Однажды — это было лет десять назад — на первомайском торжественном вечере завода, в перерыве между докладом и концертом, к Петру Егоровичу Каретникову подошел в фойе его старый цеховой друг, еще со времен Михельсона, Иван Никандрович Талызин, старенький токарный станок которого стоял рядом с громоздким «Кингом» Петра Егоровича, и спросил:
— Егорыч, чтой-то сынок твой сидит в президиуме как вареный? Аль занедужил?
— Здоров он, — хмурясь, небрежно ответил Петр Егорович. — Просто не любит казанской иконой в крестном ходу без дела торчать на виду у людей. Не тот характер.
— Так заслужил ведь? — попытался возразить старый пенсионер.
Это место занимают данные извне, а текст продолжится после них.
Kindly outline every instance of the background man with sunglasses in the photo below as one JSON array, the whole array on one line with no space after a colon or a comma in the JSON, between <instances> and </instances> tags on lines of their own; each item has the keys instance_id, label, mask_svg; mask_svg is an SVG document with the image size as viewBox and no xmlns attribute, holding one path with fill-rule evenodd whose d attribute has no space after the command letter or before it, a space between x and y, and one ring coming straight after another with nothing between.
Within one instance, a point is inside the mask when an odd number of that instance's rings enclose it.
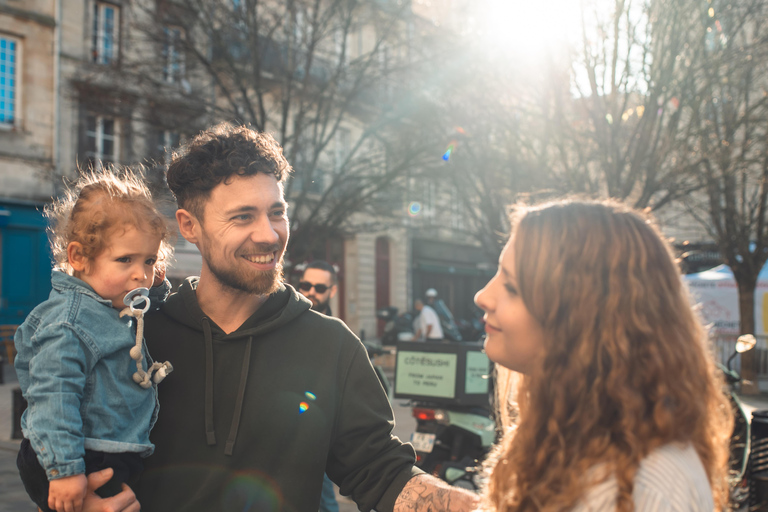
<instances>
[{"instance_id":1,"label":"background man with sunglasses","mask_svg":"<svg viewBox=\"0 0 768 512\"><path fill-rule=\"evenodd\" d=\"M315 260L307 265L299 281L301 294L312 301L312 309L324 315L331 314L331 299L336 295L336 269L323 260ZM323 491L320 494L319 512L339 512L333 482L328 475L323 475Z\"/></svg>"},{"instance_id":2,"label":"background man with sunglasses","mask_svg":"<svg viewBox=\"0 0 768 512\"><path fill-rule=\"evenodd\" d=\"M312 301L312 309L324 315L331 314L331 299L336 296L336 269L323 260L315 260L304 269L299 281L302 295Z\"/></svg>"}]
</instances>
— Носи ее в душе, заслугу-то, себе на здоровье. Храни ее от чужого глаза, а не балуй ею, как зайчиком от осколка зеркала…
Никто так, как отец, не знал, что все почести и публичные восхваления Дмитрия Каретникова больше сковывали, чем радовали. Особенно это чувствовалось первое время, когда Дмитрий пришел с войны и снова встал к своему станку. Сидит, бывало, в президиуме цехового или заводского предпраздничного собрания под обстрелом сотен глаз, и все ему кажется: то у него галстук съехал набок, то он как рак краснеет от напряжения, то вдруг покажется, что кто-то в зале, ехидно поглядывая на него, шушукается с соседом.